US-6496800

Speaker verification system and method using spoken continuous, random length digit string

PublishedDecember 17, 2002

Assigneenot available in USPTO data we have

Inventorsnot available in USPTO data we have

Technical Abstract

A speaker verification system using the voice of a user uttering a continuous, random length digit string is provided. The speaker verification system includes a random digit generator for generating a continuous, random length digit string; a user interface for providing the continuous, random length digit string; a feature extractor for extracting voice features from the user's voice uttering the continuous, random length digit string; a digit voice verification unit for comparing the voice features with items in a speaker-independent continuous digit voice model to derive a digit string corresponding to items in the speaker-independent continuous digit voice model, which match the voice features, and for determining whether the derived digit string is identical to the digit string provided to the user via the user interface; and a speaker verification unit for comparing the voice features with a speaker-dependent model of the user to measure the similarity between them. The speaker-dependent model of the user includes previously determined features of the users' voice and determines whether to approve or reject the user based on the similarity.

Patent Claims

15 claims

Legal claims defining the scope of protection, as filed with the USPTO.

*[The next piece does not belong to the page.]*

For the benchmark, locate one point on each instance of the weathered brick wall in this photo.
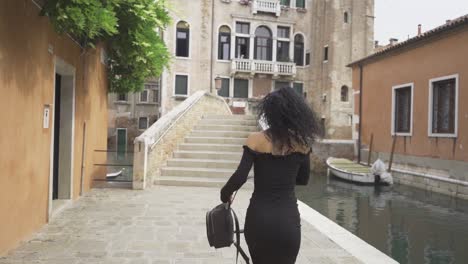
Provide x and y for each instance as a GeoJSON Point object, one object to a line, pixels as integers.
{"type": "Point", "coordinates": [163, 150]}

1. A speaker verification system for verifying a user by the voice of the user uttering a continuous, random length digit string, the speaker verification system comprising: a random digit generator for generating a continuous, random length digit string; a user interface for providing the continuous, random length digit string, which is generated by the random digit generator, to the user and receiving the voice of the user uttering the provided continuous, random length digit string; a feature extractor for extracting voice features from the user's voice which is received via the user interface; a digit voice verification unit for comparing the voice features, which are extracted by the feature extractor, with items in a speaker-independent continuous digit voice model to derive a digit string corresponding to items in the speaker-independent continuous digit voice model, which match the voice features, and for determining whether the derived digit string is identical to the digit string, which has been provided to the user via the user interface; and a speaker verification unit for comparing the voice features, which are extracted by the feature extractor, with a speaker-dependent model of the user to measure the similarity between them, the speaker-dependent model of the user including previously determined features of the users' voice, and for determining whether to approve or reject the user based on the similarity, when it is determined that the derived digit string is identical to the digit string which has been provided to the user.

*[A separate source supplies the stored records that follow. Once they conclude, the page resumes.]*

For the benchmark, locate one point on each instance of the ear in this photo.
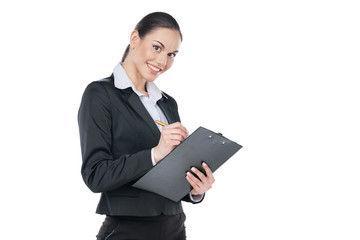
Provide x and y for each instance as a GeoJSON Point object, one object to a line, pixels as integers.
{"type": "Point", "coordinates": [134, 39]}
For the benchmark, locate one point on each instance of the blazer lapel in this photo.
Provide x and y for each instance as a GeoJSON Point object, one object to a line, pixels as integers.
{"type": "Point", "coordinates": [137, 105]}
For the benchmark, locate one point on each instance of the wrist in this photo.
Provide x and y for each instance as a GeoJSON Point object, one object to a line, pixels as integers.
{"type": "Point", "coordinates": [156, 155]}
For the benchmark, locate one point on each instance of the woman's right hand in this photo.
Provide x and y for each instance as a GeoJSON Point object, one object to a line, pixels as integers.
{"type": "Point", "coordinates": [171, 136]}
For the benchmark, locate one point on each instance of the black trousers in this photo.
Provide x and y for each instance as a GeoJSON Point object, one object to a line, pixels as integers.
{"type": "Point", "coordinates": [143, 228]}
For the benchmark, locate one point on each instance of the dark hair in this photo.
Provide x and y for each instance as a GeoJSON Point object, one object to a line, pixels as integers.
{"type": "Point", "coordinates": [152, 21]}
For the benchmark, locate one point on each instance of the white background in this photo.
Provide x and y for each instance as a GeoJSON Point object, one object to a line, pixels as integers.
{"type": "Point", "coordinates": [279, 77]}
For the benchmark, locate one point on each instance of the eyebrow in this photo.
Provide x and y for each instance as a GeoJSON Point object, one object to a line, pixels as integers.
{"type": "Point", "coordinates": [163, 46]}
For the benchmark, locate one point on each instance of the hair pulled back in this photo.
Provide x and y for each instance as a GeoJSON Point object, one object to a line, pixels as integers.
{"type": "Point", "coordinates": [152, 21]}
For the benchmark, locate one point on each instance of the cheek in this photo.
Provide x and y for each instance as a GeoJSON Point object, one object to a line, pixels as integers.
{"type": "Point", "coordinates": [169, 64]}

2. The speaker verification system of claim 1 , wherein the speaker verification unit comprises: a similarity measuring unit for comparing the voice features, which are extracted by the feature extractor, with the speaker-dependent model of the user to measure the similarity between them, when it is determined that the derived digit string is identical to the digit string which has been provided to the user; and a controller for determining whether to approve or reject the user based on the similarity which is measured by the similarity measuring unit and for constructing the speaker information of the user in the speaker-dependent model using the voice features, which are extracted by the feature extractor, when it is determined to approve the user.

3. The speaker verification system of claim 1 , wherein the verification unit comprises: a similarity measuring unit for comparing the voice features, which are extracted by the feature extractor, with the speaker-dependent model of the user to measure the similarity between them, when it is determined that the derived digit string is identical to the digit string which has been provided to the user; and a controller for determining whether the user's voice is misappropriated using similarity deviation, while determining whether to approve or reject the user based on the similarity measured by the similarity measuring unit.

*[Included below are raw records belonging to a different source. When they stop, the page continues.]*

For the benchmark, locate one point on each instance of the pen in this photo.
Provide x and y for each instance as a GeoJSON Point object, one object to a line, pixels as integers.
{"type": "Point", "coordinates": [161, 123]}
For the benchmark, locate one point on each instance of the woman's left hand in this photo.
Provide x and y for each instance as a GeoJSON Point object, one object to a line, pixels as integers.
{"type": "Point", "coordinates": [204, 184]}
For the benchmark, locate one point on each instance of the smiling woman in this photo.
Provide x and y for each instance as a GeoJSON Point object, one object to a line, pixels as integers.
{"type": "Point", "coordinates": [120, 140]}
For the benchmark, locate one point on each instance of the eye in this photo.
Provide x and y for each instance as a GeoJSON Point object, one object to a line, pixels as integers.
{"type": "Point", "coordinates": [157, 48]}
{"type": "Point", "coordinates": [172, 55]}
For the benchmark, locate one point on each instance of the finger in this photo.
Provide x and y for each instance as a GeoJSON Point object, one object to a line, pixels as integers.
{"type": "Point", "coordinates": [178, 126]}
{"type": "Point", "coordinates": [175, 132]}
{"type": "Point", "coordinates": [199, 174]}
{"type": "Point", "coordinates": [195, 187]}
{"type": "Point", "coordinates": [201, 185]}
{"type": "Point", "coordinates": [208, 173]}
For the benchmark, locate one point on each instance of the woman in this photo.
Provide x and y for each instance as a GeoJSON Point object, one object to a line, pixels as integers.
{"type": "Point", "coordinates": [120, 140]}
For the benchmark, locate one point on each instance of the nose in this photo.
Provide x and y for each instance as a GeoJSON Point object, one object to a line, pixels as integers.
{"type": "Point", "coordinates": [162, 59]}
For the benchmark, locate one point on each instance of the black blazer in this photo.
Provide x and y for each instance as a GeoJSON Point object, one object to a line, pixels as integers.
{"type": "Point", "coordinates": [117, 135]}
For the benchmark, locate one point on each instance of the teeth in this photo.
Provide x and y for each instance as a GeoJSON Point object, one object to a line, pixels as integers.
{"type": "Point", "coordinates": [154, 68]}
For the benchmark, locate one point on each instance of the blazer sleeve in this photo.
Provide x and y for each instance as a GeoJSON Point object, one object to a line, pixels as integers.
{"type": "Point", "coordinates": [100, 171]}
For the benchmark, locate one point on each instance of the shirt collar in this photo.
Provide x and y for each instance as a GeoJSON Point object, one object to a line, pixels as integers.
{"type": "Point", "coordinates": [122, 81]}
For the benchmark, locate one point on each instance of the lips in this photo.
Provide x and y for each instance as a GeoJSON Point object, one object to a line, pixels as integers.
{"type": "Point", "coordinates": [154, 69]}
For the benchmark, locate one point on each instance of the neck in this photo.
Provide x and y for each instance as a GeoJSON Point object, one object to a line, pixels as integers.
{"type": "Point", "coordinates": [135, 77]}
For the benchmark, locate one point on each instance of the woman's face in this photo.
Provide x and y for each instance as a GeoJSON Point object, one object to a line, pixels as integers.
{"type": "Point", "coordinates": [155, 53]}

4. A speaker verification method for verifying a user by the voice of a user uttering a continuous, random length digit voice, the speaker verification method comprising the steps of: (a) randomly generating a continuous, random length digit string; (b) providing the continuous, random length digit string to the user; (c) receiving the voice of the user uttering the continuous, random length digit string; (d) extracting voice features from the received user's voice; (e) comparing the extracted voice features with items in a speaker-independent continuous digit voice model to derive a digit string corresponding to items in the speaker-independent continuous digit voice model, which match the voice features, and determining whether the derived digit string is identical to the digit string provided to the user in the step (b); and (f) comparing the voice features extracted in the step (d), with a speaker-dependent model of the user and determining whether to approve or reject the user.

5. The speaker verification method of claim 4 , wherein the step (f) comprises the step of reconstructing the speaker information of the user in the speaker-dependent model using the voice features which are extracted in the step (d), when determining to approve the user.

6. A speaker verification method using continuous, random length digit voice, the speaker verification method comprising the steps of: (a) providing a continuous, random length digit string, which is randomly generated, to a user; (b) receiving the voice of the user uttering the continuous, random length digit string and extracting voice features from the received user's voice; (c) comparing the extracted voice features with items in a speaker-independent continuous digit voice model to derive a digit string corresponding to items in the speaker-independent continuous digit voice model, which are matched with the voice features, and determining whether the derived digit string is identical to the digit string, which has been provided to the user in the step (a); (d) comparing the voice features, which has been extracted in the step (c), with speaker model of the user and measuring the similarity between the voice features and the speaker model of the user, the similarity indicating the difference between phonetic values; (e) increasing a first speaker rejection count when the similarity, which is measured in the step (d), is greater than or equal to a predetermined lower similarity threshold and increasing a second speaker rejection count when the similarity is greater than or equal to a predetermined upper similarity threshold; and (f) after repeating the steps (a) through (e) a plurality of times, (f1) approving the user when the first speaker rejection count is 0, and rejecting the user when the second speaker rejection count is at least 1 or the first speaker rejection count exceeds a predetermined rejection count threshold; and (f2) determining whether to approve or reject the user based on the similarity measured in the step (d), when the second speaker rejection count is 0, and the first speaker rejection count is at least 1 and less than or equal to the rejection count threshold.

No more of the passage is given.